The documentary conveys a message that there is more that unites everyone, across religions and faiths, than that which divides them, Jules explained.
"There is so much misunderstanding and so much preconceived ideas that we have, and unless we make the effort to knock on the door of a neighbor and talk to them and discover basically at the end that there's really not much difference at all," Gedeon highlighted.
One of the biggest misunderstandings following 9/11 is about Islam.
"We consider that looking at Islam as a violent religion is the worst misunderstanding about Islam," said Grand Ayatollah Mohammed Hussein Fadlallah, Lebanon's most senior Shia cleric.

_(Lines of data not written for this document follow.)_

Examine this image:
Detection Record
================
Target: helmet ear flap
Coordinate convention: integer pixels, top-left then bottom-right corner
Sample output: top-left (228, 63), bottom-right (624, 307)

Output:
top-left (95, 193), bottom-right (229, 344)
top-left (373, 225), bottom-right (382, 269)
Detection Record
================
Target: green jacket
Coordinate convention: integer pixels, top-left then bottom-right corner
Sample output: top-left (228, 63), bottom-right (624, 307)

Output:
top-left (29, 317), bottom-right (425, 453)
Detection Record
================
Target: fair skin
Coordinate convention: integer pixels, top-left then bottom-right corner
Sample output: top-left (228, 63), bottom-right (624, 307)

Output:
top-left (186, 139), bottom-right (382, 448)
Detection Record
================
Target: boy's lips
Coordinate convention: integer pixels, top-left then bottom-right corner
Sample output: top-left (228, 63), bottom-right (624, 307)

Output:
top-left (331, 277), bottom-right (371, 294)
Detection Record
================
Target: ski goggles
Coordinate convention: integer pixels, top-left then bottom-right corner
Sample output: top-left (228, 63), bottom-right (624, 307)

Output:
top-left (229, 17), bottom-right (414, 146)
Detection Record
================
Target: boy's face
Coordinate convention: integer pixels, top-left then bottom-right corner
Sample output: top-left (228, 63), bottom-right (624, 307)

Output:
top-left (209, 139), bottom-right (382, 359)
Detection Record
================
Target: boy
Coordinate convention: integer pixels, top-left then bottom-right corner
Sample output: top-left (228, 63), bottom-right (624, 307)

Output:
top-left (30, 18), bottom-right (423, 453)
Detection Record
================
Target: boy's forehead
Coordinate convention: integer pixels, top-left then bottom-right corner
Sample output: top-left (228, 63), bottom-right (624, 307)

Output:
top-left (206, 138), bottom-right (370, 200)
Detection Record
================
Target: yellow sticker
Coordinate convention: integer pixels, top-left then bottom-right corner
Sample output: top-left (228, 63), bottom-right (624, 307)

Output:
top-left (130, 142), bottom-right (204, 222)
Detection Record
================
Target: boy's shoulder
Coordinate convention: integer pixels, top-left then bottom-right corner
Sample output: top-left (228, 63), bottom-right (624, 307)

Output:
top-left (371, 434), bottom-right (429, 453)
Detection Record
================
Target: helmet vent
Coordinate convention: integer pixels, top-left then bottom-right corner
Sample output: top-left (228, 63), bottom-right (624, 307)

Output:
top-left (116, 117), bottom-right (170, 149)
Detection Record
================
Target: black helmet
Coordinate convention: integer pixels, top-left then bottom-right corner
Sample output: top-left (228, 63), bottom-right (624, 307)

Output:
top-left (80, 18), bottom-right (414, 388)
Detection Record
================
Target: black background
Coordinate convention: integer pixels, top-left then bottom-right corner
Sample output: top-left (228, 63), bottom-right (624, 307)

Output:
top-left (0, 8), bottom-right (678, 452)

And people on the right tend to only listen to people on the right and think the people on the left are wrong, Jules cited Hanson as saying. And people on the left behave the same way.
"We have a tendency to only listen to our own voices," said Jules.
"I don't think the way we're living today is what God intends for us," said Hanson in the documentary.
But in the midst of tragedies and divisions, the spiritual leaders believe God is there.
"God comes and appears in the corners of life where you weren't expecting and will open a door in any kind of situation even when you think ... the hope is nothing more," said Archbishop of Canterbury Dr. Rowan Williams.
"The rough and difficult time is what brings people together and strengthens their faith," commented Alexei II, patriarch of Moscow and head of the Russian Orthodox Church. "We have a saying, 'unless there's thunder, people don't make the sign of the cross.'"
Other leaders featured in "In God's Name" include Amma, a Hindu spiritual leader; Pope Benedict XVI, head of the Roman Catholic Church; the Dalai Lama, spiritual leader of Tibetan Buddhists; Michihisa Kitashirakawa, Jingu Daiguji (High Priest) of the Shinto Grand Shrine of Ise; Yona Metzger, Ashkenazi Chief Rabbi of Israel; Muhammad Sayyed Tantawi, Sheikh of Al-Azhar and a prominent Sunni Muslim leader; and Joginder Singh Vedanti, Jathedar of the Akal Takht, the Sikhs' highest authority.